Smith & Co. v. Ewer

22 Pa. 116 | Pa. | 1853

The opinion of the Court was delivered by

Woodward, J.

This is the last of this batch of cases, and as the assignment to Cooper was fully proved in this case, the questions that arise upon it must be considered. The claim in suit was assigned to Cooper on the 29th October, 1851, and the action was instituted on the 25th March, 1852. The note which the defendants offered in evidence was drawn by James R. Smith & Co., on the 14th April, 1851, for $931, at 8 months, payable to the order of Stewart & Bro., and by them endorsed without date to the defendants. The defendants could not be affected by the assignment of their creditors’ claim to Cooper until' they received notice of it. Until such notice they were at liberty to arm themselves with liabilities of Smith & Co., and use them in defence of any action that might be brought on their own indebtedness. This doctrine, hinted in a variety of cases, was fully discussed by Mr. Justice Lewis, and settled by this Court in the case of Rider v. Johnson, decided at the last term in this district, but not yet reported. Cooper gave the defendants no notice of the assignment till suit was brought. But that was notice, for the writ told them he was on the record as the beneficial plaintiff. Bid the defendants hold the note of Smith & Co., at that time ? If they did, they had the right to set it off. If they did not, but obtained it subsequently, they had no right to set it off, whether the assignment was for a valuable consideration or not, for there is no rule better settled than that a debt or demand to be set off must exist at the commencement of the suit, and must at that time have belonged to the defendant: Huling v. Hugg, 1 W. & Ser. 418; Pennell v. Grub, 1 Harris 554.

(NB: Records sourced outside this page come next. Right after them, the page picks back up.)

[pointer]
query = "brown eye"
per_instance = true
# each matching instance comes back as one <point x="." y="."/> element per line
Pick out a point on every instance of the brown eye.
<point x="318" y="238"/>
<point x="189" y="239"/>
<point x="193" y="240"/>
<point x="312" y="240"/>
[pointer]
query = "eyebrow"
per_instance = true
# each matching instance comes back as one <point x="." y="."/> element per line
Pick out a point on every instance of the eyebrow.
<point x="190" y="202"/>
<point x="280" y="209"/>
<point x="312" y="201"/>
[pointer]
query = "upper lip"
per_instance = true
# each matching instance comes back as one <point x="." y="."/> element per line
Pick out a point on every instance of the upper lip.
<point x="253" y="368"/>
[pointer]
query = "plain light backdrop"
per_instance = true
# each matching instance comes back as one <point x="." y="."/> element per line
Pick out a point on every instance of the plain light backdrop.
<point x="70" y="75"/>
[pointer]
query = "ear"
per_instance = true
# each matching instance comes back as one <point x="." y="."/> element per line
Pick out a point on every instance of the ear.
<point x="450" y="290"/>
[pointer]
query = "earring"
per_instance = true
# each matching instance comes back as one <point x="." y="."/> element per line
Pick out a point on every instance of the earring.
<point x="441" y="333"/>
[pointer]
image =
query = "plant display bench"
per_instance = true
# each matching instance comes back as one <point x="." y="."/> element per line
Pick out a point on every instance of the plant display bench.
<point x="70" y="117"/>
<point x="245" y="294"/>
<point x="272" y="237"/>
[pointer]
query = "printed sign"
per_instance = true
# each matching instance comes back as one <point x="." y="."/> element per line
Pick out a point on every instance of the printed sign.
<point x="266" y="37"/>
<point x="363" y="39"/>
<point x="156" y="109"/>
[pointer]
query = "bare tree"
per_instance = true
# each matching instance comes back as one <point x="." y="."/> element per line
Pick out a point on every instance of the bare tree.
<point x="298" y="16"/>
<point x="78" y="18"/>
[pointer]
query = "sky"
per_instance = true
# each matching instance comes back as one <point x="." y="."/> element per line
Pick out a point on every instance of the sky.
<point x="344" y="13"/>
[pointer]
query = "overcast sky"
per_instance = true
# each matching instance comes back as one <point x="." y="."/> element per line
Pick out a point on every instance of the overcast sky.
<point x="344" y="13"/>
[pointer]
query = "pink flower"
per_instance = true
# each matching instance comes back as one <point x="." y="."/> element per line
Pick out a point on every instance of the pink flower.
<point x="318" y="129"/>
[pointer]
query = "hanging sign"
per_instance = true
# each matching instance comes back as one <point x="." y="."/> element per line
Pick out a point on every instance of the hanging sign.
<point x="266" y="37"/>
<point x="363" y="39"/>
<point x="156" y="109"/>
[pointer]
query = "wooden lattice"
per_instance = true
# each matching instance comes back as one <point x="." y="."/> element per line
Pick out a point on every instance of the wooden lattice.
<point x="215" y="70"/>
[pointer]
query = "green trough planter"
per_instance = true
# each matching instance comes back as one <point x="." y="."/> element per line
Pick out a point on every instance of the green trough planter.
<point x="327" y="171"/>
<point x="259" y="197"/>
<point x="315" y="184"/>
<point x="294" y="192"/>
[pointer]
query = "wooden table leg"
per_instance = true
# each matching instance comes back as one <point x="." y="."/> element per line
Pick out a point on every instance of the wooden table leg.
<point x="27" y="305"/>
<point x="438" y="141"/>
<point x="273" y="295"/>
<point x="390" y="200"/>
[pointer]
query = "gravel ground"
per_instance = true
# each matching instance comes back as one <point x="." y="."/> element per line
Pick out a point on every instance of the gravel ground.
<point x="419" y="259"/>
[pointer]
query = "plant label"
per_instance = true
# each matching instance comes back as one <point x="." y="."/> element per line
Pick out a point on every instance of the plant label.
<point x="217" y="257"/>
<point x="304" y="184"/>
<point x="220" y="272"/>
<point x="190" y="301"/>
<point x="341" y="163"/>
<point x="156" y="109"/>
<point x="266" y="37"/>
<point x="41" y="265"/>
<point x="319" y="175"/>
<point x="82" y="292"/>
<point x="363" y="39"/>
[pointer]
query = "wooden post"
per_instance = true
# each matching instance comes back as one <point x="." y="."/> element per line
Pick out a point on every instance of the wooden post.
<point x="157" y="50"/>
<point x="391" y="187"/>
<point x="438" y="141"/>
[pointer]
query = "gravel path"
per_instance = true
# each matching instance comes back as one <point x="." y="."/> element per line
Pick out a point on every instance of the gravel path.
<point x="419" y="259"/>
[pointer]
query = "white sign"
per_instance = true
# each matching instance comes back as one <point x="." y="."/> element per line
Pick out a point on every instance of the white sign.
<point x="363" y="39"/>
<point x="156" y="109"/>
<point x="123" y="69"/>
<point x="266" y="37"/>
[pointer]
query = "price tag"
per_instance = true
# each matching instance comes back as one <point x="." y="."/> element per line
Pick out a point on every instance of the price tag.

Now here was a question of fact, of which the defendants held the affirmative, and by the general rule, as well as according to Pennel v. Grub, the onus was on them. What evidence is there that on the 25th of March, 1852, they held the note ? None, unless it can be inferred presumptively from the negotiability of the note. But negotiable notes are frequently transferred after maturity. We have various instances of this in the books. This *118note fell due in December, 1851; and if in the defendant’s hands then, they would doubtless have protested it for the purpose of fixing the endorser, and could easily have shown the fact. But if not in their hands, then what ground is there for presuming they obtained it before the 25th of March, 1852 ? The suit was not commenced till March, 1853, and it is quite as probable they would have looked up overdue paper in that year of preparation, as that they would have taken it in the three months that elapsed between its maturity and the institution of the suit. It is impossible to raise any presumption from the facts before us to supply the affirmative proof, which it is incumbent on the defendants to produce.

On this ground the instruction should have been adverse to the defence, and the judgment must be reversed and a venire de novo awarded.